Aside from a generic briefing at the initial loading screen, levels rarely give hints on how players can progress. The game is bafflingly frugal in its use of traditional waypoints, leaving players to analyze what obscure door they need to open to complete a heist. In the case of the art theft, this led to me and three others wasting ammo, wondering how to unlock the paintings that had been locked down with bars in the chaos of an alarm. The solution for us? To drill into an office and hack into the security feed, a process that took over five minutes of waiting while shooting at incoming SWAT teams. So while Payday 2 may boast an impressive variety of locations, from banks and galleries to docks and warehouses, they often all devolve into the same repetitive loop of shooting, drilling, hacking, and shooting, ad nauseam.

These issues hold back what otherwise would have been a deep and complex gameplay experience. Payday 2 features an insane amount of customization for your character. There are scores of different guns players can purchase with money gained from heists, ranging from assault rifles and machine guns to snipers and pistols. Each gun has its own list of tweakable mods such as sights, silencers, and grips. Better yet, players can also spend money on cosmetics like masks and color schemes to better personalize their own avatar.

Leveling up rewards skill points that can be used to develop five skill trees—Mastermind, Enforcer, Technician, Ghost, and Fugitive—each with its own three subtrees. For those keeping track, that makes 15 branches to explore, with each containing upgradable "tiers" with enhanced effects (a lot like in The Witcher 3: Wild Hunt). On top of all that, there's a completely separate progression system called "Perk Decks." By exchanging XP, players can level up individual perks within one of 18 available "decks." When a certain deck is equipped, those perks buff the player during any given heist.

While daunting at first, Payday 2's deep progression system is ultimately the game's greatest strength. There's a ridiculous level of detail in the way players can create various builds, and I have no doubt that clever teammates will pour countless hours into finding the optimal loadouts to conquer each heist in the game. It's just a shame, then, that the gameplay of Payday 2 feels so tired and uninspired by comparison.

Making matters worse is the fact that, as of now, the Switch version of Payday 2 lacks a fundamental aspect of a traditional online experience: voice chat. While Overkill has stated that voice chat will be implemented alongside the launch of Nintendo's online service and smartphone application, it's a huge disappointment that a workaround couldn't have been found in the meantime. Payday 2 places such a huge emphasis on in-game teamwork and pre-game planning that the lack of voice chat for matchmaking is absolutely crippling. Dedicated friends will obviously find other methods of communication to use (Skype, Discord, etc.), but this is a pretty sizable hurdle to overcome in order to experience an already mediocre game.

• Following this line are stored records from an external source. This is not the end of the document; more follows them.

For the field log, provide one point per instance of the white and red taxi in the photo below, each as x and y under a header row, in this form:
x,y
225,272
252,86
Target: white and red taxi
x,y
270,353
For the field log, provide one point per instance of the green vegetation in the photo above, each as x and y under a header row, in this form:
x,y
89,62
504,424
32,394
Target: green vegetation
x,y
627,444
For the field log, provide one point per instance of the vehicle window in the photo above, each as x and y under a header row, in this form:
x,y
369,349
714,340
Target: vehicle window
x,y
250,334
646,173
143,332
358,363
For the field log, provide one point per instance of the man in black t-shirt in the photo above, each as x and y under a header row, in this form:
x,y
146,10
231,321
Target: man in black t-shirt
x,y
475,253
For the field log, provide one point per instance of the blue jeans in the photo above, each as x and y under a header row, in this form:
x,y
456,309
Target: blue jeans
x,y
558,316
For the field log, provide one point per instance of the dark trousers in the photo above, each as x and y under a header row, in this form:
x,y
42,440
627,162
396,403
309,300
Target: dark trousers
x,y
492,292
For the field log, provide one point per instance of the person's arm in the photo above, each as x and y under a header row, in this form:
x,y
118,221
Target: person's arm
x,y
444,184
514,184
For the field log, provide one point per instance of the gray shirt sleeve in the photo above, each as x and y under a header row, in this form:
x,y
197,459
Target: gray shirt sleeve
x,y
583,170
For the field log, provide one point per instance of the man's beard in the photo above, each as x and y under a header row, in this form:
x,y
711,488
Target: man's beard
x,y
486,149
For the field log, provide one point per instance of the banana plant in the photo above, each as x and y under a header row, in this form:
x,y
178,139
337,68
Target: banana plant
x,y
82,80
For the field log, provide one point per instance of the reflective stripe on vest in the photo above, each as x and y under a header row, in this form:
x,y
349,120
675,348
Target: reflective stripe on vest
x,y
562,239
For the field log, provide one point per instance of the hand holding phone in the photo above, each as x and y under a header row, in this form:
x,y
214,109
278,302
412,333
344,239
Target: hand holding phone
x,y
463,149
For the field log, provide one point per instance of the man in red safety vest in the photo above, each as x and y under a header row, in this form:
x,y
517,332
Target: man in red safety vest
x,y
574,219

If you're looking for the final nail in the coffin, Payday 2 on Switch is a full update behind the Xbox One and PlayStation 4 releases of the game, both of which are already behind the lead PC version. While the version Switch owners are getting here is still a sizable step-up from the base game that launched in 2013 (it contains years of added content, after all), that doesn't make the lack of parity between platforms any less disappointing.

Payday 2 is a dated experience on Switch. It controls poorly, its objectives are unclear, and its gameplay is repetitive. While this is reason enough to avoid Payday 2, throw in the lack of voice chat and the fact that the Switch version is an update behind the already inferior PS4 and Xbox One versions of the game, and this becomes a nearly impossible pill to swallow. Did I mention this game is 50 bucks?

If you're already familiar with Payday 2 and are dying to play the game on the go with a group of equally excited friends, then Payday 2 on Switch will scratch that itch. For those unfamiliar with the Payday series looking to give it a whirl, you're better off sticking to the far cheaper (and feature complete) version of the game on PC. Meanwhile, everyone else should probably spend their money on something much newer and fresher than this.